With which commendable demonstration of scout politeness he turned the car around and rattled away again in the direction from which they had just come.
“A scout is supposed to be polite,” said Townsend soberly.
“You forgot to turn the car around where we camped up on the hill,” said Pee-wee in thunderous accusation. “You forgot to turn the car around and you thought we were going down the other side of the hill instead of back the same way we came from. You forget that we went up the hill backwards. Haaah, haaaah!”
“Kiddo,” said Townsend, “a scout is supposed to be polite. Last night when I lay awake listening to the rain, I happened to remember that I never thanked—”
“You make me tired!” yelled Pee-wee.
CHAPTER XIV
UP IN THE AIR
After backing up the hill a second time, Townsend turned the car and coasted down the long grade on the other side. The momentum took them to a point where a railroad track crossed the road; indeed, the car would have gone farther than that if caution had not required Townsend to stop on hearing the whistle of a locomotive. Presently a train went whizzing past.

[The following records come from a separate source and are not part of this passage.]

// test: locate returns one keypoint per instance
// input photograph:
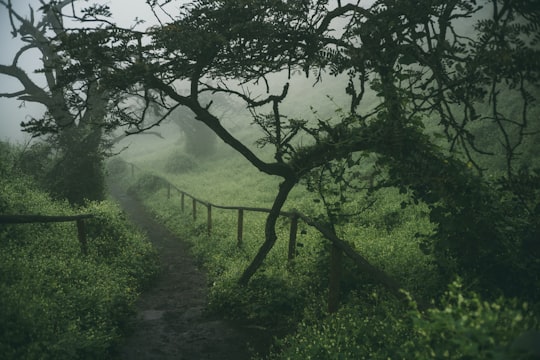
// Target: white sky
(13, 111)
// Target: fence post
(240, 227)
(292, 237)
(81, 232)
(335, 275)
(209, 219)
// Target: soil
(172, 321)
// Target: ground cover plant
(56, 303)
(291, 298)
(420, 176)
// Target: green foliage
(178, 163)
(56, 303)
(463, 326)
(116, 167)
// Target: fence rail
(28, 219)
(339, 246)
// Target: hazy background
(13, 111)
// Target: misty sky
(13, 111)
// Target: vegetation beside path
(289, 298)
(56, 303)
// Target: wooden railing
(28, 219)
(339, 246)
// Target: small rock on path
(171, 321)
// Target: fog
(14, 111)
(302, 92)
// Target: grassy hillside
(56, 303)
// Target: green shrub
(178, 163)
(56, 303)
(462, 327)
(468, 327)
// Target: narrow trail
(171, 322)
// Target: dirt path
(171, 322)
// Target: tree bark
(270, 230)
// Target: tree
(423, 70)
(76, 108)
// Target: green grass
(56, 303)
(291, 297)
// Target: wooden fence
(339, 247)
(27, 219)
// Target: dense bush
(462, 326)
(56, 303)
(117, 166)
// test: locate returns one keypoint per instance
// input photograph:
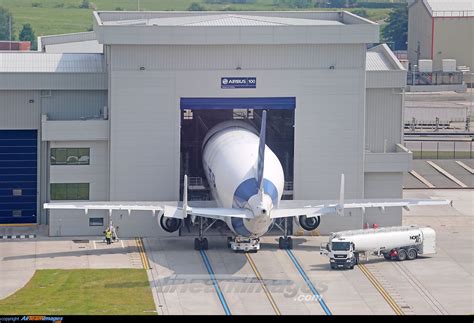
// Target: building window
(70, 156)
(70, 191)
(96, 222)
(188, 114)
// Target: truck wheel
(412, 254)
(281, 244)
(402, 255)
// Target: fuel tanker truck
(393, 243)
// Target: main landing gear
(201, 242)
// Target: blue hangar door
(18, 176)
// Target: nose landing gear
(285, 242)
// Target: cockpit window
(341, 246)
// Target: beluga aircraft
(246, 181)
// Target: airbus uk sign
(238, 82)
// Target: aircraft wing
(289, 208)
(109, 205)
(170, 209)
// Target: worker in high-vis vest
(108, 235)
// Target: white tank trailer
(393, 243)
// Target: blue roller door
(18, 176)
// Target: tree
(27, 34)
(396, 30)
(5, 17)
(360, 12)
(85, 4)
(196, 7)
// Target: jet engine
(309, 224)
(170, 224)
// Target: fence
(440, 149)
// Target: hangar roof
(383, 68)
(224, 20)
(36, 62)
(250, 27)
(448, 8)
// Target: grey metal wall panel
(20, 110)
(383, 119)
(73, 105)
(383, 185)
(386, 79)
(53, 81)
(419, 32)
(454, 39)
(182, 57)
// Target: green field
(50, 17)
(83, 291)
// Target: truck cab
(341, 253)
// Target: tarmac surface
(182, 284)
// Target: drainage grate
(80, 241)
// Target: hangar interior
(122, 118)
(197, 121)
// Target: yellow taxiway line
(264, 286)
(141, 251)
(391, 302)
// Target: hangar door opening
(199, 115)
(18, 176)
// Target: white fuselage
(230, 154)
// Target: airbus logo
(238, 82)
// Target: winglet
(341, 197)
(185, 197)
(261, 151)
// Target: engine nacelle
(309, 224)
(170, 224)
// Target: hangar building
(441, 29)
(124, 119)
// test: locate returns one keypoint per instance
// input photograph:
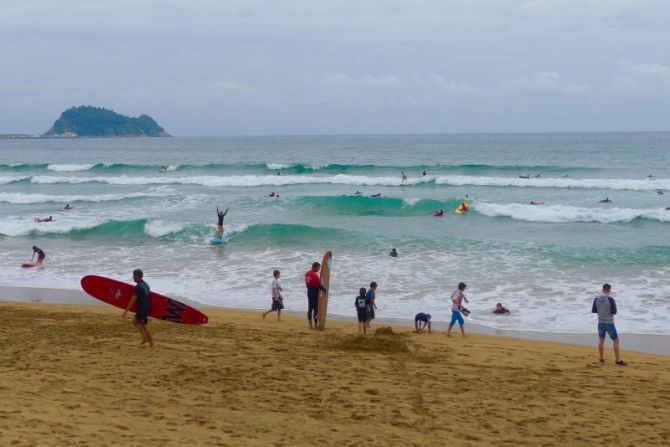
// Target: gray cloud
(288, 66)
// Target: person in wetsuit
(40, 254)
(313, 283)
(219, 226)
(141, 297)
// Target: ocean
(544, 262)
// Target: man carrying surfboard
(313, 283)
(219, 227)
(141, 297)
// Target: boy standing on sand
(313, 283)
(421, 322)
(141, 296)
(362, 304)
(277, 298)
(371, 296)
(457, 299)
(605, 306)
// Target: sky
(278, 67)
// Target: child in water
(362, 304)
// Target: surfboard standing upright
(118, 294)
(322, 305)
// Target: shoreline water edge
(645, 343)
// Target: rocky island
(88, 121)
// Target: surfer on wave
(40, 254)
(220, 215)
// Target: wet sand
(76, 375)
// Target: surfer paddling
(219, 227)
(40, 255)
(141, 297)
(313, 283)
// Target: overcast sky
(252, 67)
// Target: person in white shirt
(457, 299)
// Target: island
(89, 121)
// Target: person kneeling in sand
(277, 298)
(500, 309)
(421, 322)
(141, 296)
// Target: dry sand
(75, 375)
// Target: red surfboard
(118, 294)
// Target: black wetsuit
(143, 303)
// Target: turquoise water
(544, 261)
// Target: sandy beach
(76, 375)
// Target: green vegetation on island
(88, 121)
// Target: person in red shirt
(313, 283)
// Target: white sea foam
(69, 167)
(275, 166)
(565, 213)
(4, 180)
(234, 180)
(615, 184)
(20, 198)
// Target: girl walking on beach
(277, 298)
(362, 305)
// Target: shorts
(608, 328)
(362, 316)
(142, 318)
(456, 316)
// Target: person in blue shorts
(457, 299)
(421, 322)
(605, 306)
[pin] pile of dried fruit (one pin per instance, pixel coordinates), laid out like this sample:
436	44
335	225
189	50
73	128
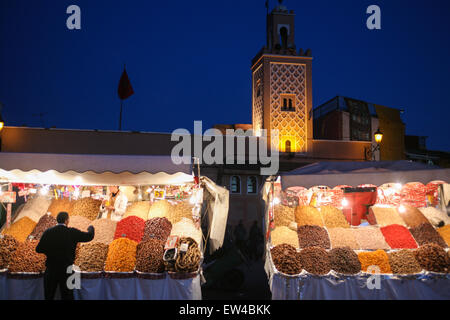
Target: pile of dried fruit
343	237
412	216
445	233
432	257
26	259
333	217
131	227
80	223
20	229
425	233
307	215
157	228
186	228
91	256
377	258
7	247
104	230
284	235
370	238
435	216
139	209
387	216
121	255
149	256
160	209
403	262
61	205
286	259
398	237
283	216
344	260
313	236
46	222
87	207
315	260
188	261
180	210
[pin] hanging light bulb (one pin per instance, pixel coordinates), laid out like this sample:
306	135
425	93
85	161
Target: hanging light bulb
44	191
344	202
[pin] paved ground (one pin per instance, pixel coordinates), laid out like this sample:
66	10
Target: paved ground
255	287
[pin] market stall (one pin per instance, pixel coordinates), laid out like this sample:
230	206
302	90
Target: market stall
365	230
153	251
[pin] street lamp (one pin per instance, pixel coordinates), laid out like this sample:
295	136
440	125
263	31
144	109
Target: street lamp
369	152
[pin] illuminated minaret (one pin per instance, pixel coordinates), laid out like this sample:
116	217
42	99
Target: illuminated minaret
281	85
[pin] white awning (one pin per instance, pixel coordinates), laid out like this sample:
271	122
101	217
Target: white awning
76	169
332	174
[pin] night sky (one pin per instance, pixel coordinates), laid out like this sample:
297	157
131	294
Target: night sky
190	60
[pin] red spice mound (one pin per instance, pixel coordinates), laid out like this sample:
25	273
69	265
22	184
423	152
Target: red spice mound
131	227
398	237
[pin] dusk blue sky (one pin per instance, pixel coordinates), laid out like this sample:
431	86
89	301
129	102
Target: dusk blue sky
190	60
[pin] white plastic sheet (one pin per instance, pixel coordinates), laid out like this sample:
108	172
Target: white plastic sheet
107	288
334	286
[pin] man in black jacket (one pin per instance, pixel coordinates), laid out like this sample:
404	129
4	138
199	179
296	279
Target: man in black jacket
59	244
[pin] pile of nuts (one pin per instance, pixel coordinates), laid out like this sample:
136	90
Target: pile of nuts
131	227
344	260
79	222
45	222
87	207
313	236
315	260
61	205
160	209
432	257
26	259
7	247
286	259
104	230
21	229
180	210
91	256
149	256
398	237
377	258
121	255
308	215
370	238
404	262
425	233
412	216
343	237
157	228
333	217
283	216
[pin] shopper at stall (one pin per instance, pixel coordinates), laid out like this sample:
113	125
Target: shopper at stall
240	235
59	244
116	206
255	241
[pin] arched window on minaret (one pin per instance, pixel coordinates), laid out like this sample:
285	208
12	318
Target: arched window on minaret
287	146
283	37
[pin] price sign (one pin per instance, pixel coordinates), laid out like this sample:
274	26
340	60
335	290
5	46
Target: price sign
171	242
8	197
159	194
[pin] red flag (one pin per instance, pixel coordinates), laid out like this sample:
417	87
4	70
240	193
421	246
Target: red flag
125	89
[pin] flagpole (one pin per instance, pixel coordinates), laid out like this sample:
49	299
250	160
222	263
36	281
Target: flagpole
120	119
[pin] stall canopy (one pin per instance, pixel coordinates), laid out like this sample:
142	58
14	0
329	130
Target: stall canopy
76	169
332	174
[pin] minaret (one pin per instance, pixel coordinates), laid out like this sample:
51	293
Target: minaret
282	85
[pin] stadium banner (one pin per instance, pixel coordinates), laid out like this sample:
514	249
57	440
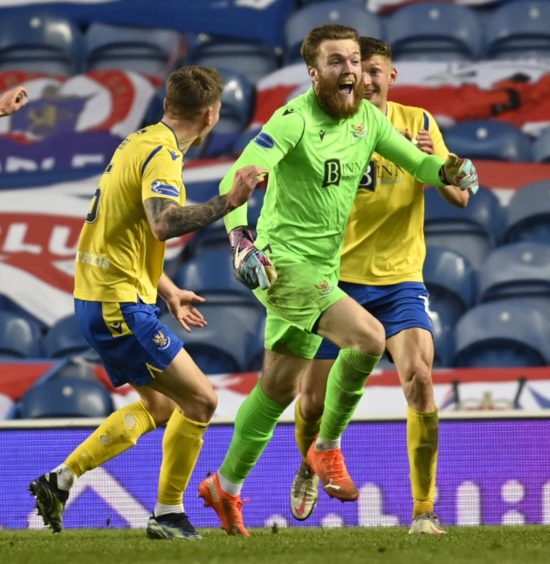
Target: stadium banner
491	472
455	390
244	19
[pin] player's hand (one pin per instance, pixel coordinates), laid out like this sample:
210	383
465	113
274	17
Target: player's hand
181	307
12	100
244	182
250	265
424	142
459	172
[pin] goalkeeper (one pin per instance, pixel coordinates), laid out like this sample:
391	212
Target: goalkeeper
381	267
316	149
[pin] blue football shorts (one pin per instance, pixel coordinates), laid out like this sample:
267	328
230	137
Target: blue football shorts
131	342
397	306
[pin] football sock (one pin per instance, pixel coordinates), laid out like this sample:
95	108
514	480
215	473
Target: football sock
305	431
162	509
120	431
181	446
254	425
422	442
346	382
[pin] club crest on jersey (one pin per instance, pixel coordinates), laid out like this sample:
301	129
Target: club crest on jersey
264	140
359	130
161	340
165	189
324	288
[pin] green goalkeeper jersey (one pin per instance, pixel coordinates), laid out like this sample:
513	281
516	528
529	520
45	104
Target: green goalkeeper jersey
315	164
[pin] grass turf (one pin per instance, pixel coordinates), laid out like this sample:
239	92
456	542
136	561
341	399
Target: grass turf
472	545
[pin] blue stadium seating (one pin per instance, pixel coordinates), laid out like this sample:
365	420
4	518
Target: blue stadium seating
472	231
502	334
434	31
449	278
541	147
520	271
489	139
20	337
518	30
302	21
251	59
529	214
222	346
148	51
63	396
64	339
38	41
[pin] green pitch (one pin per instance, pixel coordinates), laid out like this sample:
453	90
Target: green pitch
472	545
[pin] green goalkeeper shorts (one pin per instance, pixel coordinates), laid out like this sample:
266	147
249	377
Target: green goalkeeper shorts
294	304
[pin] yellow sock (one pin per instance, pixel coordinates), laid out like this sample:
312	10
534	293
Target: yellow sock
181	446
422	442
305	431
120	431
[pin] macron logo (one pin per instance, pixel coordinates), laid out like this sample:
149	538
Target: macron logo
173	154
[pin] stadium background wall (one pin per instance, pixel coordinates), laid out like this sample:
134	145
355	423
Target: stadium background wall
492	470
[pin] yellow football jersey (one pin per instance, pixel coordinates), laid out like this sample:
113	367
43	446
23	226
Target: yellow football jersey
118	258
384	241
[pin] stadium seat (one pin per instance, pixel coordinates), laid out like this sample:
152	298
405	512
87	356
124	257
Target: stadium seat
502	334
210	274
541	147
64	339
443	336
449	278
149	51
64	396
222	346
518	30
302	21
35	41
489	139
472	231
529	214
434	31
238	98
20	337
251	59
519	270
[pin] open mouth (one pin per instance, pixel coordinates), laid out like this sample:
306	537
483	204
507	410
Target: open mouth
346	88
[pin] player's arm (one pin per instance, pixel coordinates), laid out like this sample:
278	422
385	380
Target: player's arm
180	303
13	100
279	136
168	219
430	141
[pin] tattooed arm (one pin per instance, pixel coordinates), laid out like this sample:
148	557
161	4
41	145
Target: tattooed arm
168	219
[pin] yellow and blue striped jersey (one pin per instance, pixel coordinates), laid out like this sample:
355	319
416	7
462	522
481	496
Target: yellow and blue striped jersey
384	242
118	259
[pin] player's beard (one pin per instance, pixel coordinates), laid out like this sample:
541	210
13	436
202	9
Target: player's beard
332	103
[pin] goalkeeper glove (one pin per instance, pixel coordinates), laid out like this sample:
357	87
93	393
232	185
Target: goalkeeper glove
459	172
250	265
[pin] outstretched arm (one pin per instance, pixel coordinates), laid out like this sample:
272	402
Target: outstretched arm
168	219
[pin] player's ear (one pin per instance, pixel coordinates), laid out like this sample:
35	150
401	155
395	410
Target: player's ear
393	76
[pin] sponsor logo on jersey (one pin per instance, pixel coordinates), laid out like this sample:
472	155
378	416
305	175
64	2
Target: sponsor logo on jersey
161	340
359	130
173	154
264	140
165	189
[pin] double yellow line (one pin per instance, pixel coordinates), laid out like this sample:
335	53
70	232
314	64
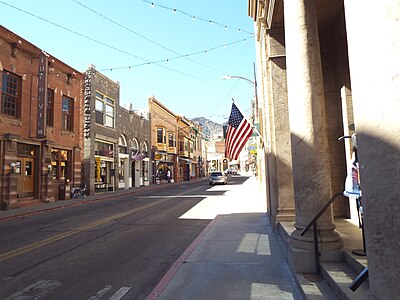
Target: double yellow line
68	233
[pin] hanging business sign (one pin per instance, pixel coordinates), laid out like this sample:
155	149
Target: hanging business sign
87	100
42	96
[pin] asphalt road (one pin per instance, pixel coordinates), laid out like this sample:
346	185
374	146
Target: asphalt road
117	248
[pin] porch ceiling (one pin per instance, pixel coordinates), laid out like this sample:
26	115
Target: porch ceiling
327	11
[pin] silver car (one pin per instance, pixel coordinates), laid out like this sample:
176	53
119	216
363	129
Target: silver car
217	177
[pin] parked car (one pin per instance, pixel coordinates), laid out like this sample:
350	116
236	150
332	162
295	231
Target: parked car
217	177
231	171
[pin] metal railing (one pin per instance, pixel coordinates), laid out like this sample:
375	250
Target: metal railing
313	223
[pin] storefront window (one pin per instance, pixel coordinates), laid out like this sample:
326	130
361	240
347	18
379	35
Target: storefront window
104	149
60	162
26	150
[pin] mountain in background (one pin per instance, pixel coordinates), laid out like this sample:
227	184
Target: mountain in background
210	128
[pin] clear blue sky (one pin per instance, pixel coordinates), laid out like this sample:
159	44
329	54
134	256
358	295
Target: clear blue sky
130	41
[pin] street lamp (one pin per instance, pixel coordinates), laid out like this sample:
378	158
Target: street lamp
254	83
239	77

The place at which they now were was apparently the site of a deserted village, which in its flourishing day had boasted of a set of railroad gates and a little tower house for a gateman and switchman. The four gates were standing stark upright now and they did not so much as bow when the train went by.
A ladder which had probably been the means of access to the tower house lay below it, broken and rotted, one of its uprights entirely gone, while three or four rungs stuck out from the other one like the few remaining teeth of some aged crone. It looked more like a giant, dilapidated rake than a ladder.